Num simples vaso de flor, onde se vê um arranjo decorativo ou uma muda que está sendo cultivada, há muito mais do que a gente possa imaginar. Como parte de uma cadeia produtiva altamente tecnificada, pétala por pétala, as flores trazem ao nosso dia a dia uma riqueza de cores e aromas que contribuem para o bem-estar, seja por evocar emoções em momentos especiais ou pela beleza estética ao decorar e dar vida ao ambiente em que vivemos.

O segmento das flores é dinâmico e conectado ao nosso cotidiano, sendo sensível a qualquer variação de mercado puxada por tendências e hábitos dos consumidores, colocando os demais agentes do setor em atenção ao cheiro do que é novo para continuar produzindo, inovando e encantando.

Segundo o IBGE – Instituto Brasileiro de Geografia e Estatística, existem no País cerca de 8 mil produtores responsáveis por cultivar mais de 2,5 mil espécies e 17,5 mil variedades de flores e de plantas ornamentais. São flores de corte – as utilizadas para arranjos e decoração de eventos sociais como os casamentos –, flores e plantas de vaso, assim como produtos para paisagismo à venda em garden centers, floriculturas, redes de varejo e e-commerce.

O setor gera mais de 200 mil empregos e movimentou R$ 9,5 bilhões em 2020, de acordo com o Ibraflor – Instituto Brasileiro de Floricultura. O estado de São Paulo mantém uma liderança no ranking nacional da produção (só a região de Holambra concentra 45% do volume produzido no País), que também conta com a participação de produtores de Minas Gerais, Ceará, Rio de Janeiro e Rio Grande do Sul.

Composto em grande parte por pequenas propriedades familiares, mesmo com as dificuldades impostas pela Covid-19 o segmento manteve sua essência inovadora para continuar desenvolvendo novas variedades e produzindo em estufas com estruturas de cultivo protegido, sistemas de climatização e irrigação, práticas de controle biológicos de pragas e logística refrigerada para manter a qualidade dos produtos finais.

Home office mais colorido e diverso

Ricardo Campo é coordenador de inovação da Raízen e gestor do Pulse hub. É técnico em artes gráficas pelo Senai Fundação Zerrenner, graduado em Propaganda e Marketing pela Universidade Mackenzie, especialista em Marketing de Varejo pelo Senac e possui MBA em Marketing pela Fundação Getulio Vargas (FGV).
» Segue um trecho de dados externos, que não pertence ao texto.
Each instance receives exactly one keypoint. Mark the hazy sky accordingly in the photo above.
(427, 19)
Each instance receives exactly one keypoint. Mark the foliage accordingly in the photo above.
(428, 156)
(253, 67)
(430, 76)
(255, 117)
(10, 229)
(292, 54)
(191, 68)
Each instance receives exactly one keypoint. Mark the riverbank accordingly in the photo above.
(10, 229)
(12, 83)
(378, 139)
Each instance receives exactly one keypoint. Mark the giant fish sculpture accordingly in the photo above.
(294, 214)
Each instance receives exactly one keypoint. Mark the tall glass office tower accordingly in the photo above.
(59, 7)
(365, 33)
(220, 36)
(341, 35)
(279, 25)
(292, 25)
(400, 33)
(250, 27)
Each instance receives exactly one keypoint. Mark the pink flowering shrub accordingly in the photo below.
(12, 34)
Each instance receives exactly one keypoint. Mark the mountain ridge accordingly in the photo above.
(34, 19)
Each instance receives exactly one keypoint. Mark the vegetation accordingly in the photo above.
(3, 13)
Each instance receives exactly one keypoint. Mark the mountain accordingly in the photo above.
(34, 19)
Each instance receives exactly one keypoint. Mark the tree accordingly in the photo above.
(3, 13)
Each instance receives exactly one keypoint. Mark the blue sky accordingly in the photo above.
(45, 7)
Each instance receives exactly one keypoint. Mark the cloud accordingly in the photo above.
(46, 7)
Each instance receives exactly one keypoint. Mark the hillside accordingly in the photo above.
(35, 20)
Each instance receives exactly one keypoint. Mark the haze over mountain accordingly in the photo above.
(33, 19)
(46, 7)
Admira a coragem dos empreendedores rurais e sua trajetória no agro também inclui a atuação nos times de marketing da DSM/Tortuga e do Rabobank Brasil.

No âmbito mundial, as exportações de flores são lideradas, respectivamente, pela Holanda, Colômbia, Equador, Quênia e Etiópia, como mostra o relatório “A Mixed Bouquet of Developments in Floriculture: World Floriculture Map 2021”, publicado em janeiro de 2022 pelo Rabobank em cooperação com a Royal Flora Holland, maior cooperativa holandesa de flores.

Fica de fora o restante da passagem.